I don't understand why SCO thinks they are the only people who could be selling these "protective licenses." There are several companies out there who have the right to sublicense UNIX technology. More than a few have fully paid-up licenses, meaning they can sublicense to their heart's content without paying anyone any more royalties. Right now we're at the stage where SCO has not even proven that anyone needs such a license; they are merely claiming this to be the case and threatening to sue anyone who doesn't pay up. Since SCO is promising to publish prices for these licenses, it makes zero sense for anyone to pay them anything until SCO actually drags them into court. Then they either fight the court case, or buy a license at the published price, depending on their druthers. Or they tell SCO they already have a license to run System V on that box; it came free with the hardware. Almost all the big hardware guys have these fully paid-up UNIX licenses; they could pass out System V sublicenses like candy without sending SCO a dime. |
More grist for the mill.
Oh now I didn't see that one coming.

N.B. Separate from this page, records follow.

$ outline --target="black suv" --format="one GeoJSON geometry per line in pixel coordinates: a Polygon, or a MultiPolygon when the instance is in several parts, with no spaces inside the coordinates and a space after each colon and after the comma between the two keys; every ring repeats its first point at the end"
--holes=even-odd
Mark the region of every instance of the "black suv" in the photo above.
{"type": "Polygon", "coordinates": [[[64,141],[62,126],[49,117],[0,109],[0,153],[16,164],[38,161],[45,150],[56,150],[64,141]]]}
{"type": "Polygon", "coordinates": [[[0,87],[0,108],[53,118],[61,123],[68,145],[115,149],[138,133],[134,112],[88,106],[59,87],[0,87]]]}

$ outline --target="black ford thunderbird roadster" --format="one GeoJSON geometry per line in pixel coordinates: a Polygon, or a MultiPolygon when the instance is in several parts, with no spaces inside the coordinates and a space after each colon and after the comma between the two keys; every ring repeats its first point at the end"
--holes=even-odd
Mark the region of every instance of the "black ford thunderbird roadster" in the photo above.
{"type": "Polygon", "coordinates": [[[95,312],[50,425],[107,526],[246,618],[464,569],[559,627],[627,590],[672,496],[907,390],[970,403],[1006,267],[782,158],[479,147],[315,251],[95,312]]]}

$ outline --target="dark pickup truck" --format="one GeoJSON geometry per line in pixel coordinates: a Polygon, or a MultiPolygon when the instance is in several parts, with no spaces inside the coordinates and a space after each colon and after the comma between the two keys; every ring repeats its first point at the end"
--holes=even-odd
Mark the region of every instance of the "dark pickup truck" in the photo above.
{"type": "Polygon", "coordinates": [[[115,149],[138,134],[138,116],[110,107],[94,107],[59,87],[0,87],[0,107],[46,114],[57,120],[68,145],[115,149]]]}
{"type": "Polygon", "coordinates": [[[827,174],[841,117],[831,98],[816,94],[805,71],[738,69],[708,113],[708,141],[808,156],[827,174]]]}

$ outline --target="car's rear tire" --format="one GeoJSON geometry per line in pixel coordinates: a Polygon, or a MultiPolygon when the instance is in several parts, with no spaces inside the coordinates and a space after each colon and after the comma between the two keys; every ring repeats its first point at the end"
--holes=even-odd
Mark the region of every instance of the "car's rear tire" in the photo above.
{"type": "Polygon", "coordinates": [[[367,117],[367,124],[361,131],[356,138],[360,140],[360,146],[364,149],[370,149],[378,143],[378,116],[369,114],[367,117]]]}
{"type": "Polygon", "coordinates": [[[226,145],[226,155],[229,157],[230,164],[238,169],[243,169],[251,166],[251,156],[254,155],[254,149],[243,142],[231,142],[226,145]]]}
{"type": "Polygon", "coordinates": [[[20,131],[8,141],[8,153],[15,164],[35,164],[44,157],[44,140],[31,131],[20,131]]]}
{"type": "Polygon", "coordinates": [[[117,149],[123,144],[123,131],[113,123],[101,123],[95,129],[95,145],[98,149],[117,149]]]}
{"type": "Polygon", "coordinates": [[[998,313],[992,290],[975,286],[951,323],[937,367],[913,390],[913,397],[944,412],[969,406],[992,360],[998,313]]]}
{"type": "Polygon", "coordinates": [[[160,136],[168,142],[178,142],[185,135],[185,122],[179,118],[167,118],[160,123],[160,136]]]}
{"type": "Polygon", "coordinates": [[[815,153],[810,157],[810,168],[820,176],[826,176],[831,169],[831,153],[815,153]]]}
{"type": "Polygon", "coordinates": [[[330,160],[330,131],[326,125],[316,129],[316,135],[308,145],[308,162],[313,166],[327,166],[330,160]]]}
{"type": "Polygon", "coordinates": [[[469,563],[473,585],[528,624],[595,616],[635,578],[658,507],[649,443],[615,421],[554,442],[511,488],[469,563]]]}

Those silly Linux users, they will be assimulated. Resistance is futile.
"We see no validity in their claims, and we therefore see no reason for our customers to feel that they need to buy a license from SCO," Day said.
I don't really understand how the Red Hat spokesperson can say "We see no validity in their claims", when they themselves have outright refused the offer to view the evidence for themself?
If I was a Red Hat customer, I would be concerned that Red Hat may actually be completely ignoring a potential problem of mine, and are possibly instead just trying to downplay the significance, which may be staggering, ie. paying twice for the same code, and still not be protected from it happening again.